Just on a side note, one of the Catch-22 fallacies that I keep hearing repeated about self-published books is:

If books aren't selling, it's obvious they're crap and that's why no one wants them. If books are selling, it's obvious they're crap, but the author has somehow paid for truckloads of good reviews, so they are nothing more than hucksters conning readers out of their money.

WTF?

Why are traditionally published writers so quick to accuse indies of buying good reviews by the hundreds? That's the most ridiculous thing I've ever heard of. Not to mention, I don't think it's actually even possible. I've only ever heard of services, like Authors on the Cheap ARC program, where they will post honest reviews in exchange for a free e-copy of the book.

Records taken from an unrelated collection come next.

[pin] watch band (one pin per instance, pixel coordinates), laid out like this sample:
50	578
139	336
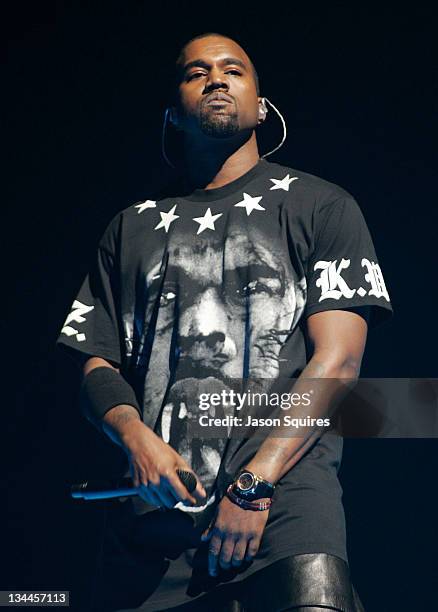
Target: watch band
250	486
245	504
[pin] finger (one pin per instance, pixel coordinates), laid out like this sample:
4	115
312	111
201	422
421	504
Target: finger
239	553
199	493
180	491
214	550
206	536
148	495
252	549
134	475
165	493
209	531
227	551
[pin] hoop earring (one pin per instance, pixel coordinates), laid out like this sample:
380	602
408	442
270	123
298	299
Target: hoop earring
283	123
163	136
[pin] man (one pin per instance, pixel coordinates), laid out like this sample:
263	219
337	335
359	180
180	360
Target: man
247	270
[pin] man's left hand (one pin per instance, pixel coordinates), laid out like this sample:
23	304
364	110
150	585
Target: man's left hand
234	534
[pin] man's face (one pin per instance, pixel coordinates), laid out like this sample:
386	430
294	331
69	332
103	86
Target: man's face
214	66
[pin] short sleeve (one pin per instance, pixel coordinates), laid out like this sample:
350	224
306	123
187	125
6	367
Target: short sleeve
92	326
343	270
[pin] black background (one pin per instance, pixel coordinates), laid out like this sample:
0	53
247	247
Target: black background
86	86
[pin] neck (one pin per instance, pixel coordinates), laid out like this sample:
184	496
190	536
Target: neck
214	163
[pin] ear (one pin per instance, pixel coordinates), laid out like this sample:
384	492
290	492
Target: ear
262	110
173	116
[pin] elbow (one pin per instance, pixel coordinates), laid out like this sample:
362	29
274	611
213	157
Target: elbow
338	365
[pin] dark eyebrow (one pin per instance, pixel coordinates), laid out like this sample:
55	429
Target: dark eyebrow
226	62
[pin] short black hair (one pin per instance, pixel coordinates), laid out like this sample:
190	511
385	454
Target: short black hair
180	61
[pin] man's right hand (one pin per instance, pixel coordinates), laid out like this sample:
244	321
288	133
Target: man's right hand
153	465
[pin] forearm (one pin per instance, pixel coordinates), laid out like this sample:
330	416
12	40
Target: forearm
121	419
280	451
119	422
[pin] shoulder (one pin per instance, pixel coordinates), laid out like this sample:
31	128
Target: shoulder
311	188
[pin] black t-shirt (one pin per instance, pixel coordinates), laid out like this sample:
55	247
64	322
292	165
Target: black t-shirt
190	290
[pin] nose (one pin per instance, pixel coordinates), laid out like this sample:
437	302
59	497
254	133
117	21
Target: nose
216	80
204	330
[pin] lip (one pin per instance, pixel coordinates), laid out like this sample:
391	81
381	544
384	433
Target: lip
221	97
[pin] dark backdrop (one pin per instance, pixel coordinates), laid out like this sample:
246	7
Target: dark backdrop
86	89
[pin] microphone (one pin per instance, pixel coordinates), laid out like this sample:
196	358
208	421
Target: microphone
90	490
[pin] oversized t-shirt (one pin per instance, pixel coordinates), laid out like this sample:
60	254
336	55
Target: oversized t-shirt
199	287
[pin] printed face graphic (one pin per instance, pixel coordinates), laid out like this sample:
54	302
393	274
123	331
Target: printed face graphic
225	310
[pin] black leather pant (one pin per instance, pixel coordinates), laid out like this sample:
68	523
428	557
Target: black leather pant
314	581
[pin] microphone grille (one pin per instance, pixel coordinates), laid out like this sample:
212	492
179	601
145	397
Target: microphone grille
188	480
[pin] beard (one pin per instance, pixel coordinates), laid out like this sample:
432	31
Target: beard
219	125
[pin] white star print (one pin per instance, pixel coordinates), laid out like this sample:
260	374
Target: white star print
250	203
147	204
283	183
166	219
207	221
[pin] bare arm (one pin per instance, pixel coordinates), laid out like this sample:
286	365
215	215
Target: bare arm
153	463
120	420
338	338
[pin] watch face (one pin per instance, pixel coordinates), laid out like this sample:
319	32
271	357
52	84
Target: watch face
245	481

But NOWHERE guarantees good reviews in exchange for cash. 

But that type of bullshit thinking is spreading to readers. I've seen readers leave bad reviews, just because the book has too many good reviews, so they must somehow be fake. Which is ridiculous.

As far as I know, the only authors who have gotten busted screwing with the review system, trashing their competition and faking their own reviews, were traditionally published authors. So, how did this twisted behavior get dumped on indies? I mean, I've seen a few newbie indies trash their competitors, but Amazon tries hard to nip that in the bud. And that type of thinking is bizarre anyway. If readers like a genre, the authors aren't in competition with each other -- readers can read faster than we can write. I always tell my readers about other authors in the same genre that they might like, and share book deals and freebies with them, so they can keep finding new favorite authors.

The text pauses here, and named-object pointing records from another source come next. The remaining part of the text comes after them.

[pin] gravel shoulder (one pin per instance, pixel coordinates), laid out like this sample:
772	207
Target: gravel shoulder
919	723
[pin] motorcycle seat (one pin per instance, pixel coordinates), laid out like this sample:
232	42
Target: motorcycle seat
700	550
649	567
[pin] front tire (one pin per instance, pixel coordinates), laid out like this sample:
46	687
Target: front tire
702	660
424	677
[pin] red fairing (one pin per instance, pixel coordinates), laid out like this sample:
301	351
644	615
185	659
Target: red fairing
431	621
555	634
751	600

I have seen indies ask their friends and families to review their books, but that tends to be a very small number of overall reviews. IME, friends and family are usually the last people to get around to reading your books. And if they review you -- and that's a big if -- they usually mention the relationship to the author in the review.

But this type of argument Franzen uses is a bit of twisted logic and it sets up a no-win situation, where the only 'true' writer is traditionally published, since, in his opinion, if indies have good reviews -- even hundreds of good reviews -- they're obviously fake and the books are actually crap. And if they don't have hundreds of good reviews, they obviously suck, and the books are actually crap.

It's amazing how threatened some people feel at the thought that readers can actually curate their own material, know what they like, and leave honest reviews that tell other readers about their reading experience.


----------



## B. Justin Shier (Apr 1, 2011)

Sophrosyne said:


> Why are traditionally published writers so quick to accuse indies of buying good reviews by the hundreds? That's the most ridiculous thing I've ever heard of. Not to mention, I don't think it's actually even possible. I've only ever heard of services, like Authors on the Cheap ARC program, where they will post honest reviews in exchange for a free e-copy of the book. But NOWHERE guarantees good reviews in exchange for cash.


I'm not going to provide any links, but there were and are numerous pay-for-review outfits, and they are becoming better at their jobs, not worse. (There are NYTimes and Forbes articles discussing one company that was outed circa August 2012.) I have no idea what the going rates are, but on the website that came up on page two of my first Google search, reviews could be acquired for $25 per, with discounts offered for those purchasing over twenty.

Start doing the math on that. We're talking about 2K for every 100 hundred reviews. These prices seem high because independent authors aren't their usual customers. From the look of the testimonials offered, those would be the sellers of iPhone covers, expensive watches, and thousand dollar coats. All are high margin items that demand a heuristic decision making process on the part of the consumer. If and when these companies get caught, they can easily shift LLCs and product mixs. They're in-and-out sorts of businesses, and they have little to worry about their reputations.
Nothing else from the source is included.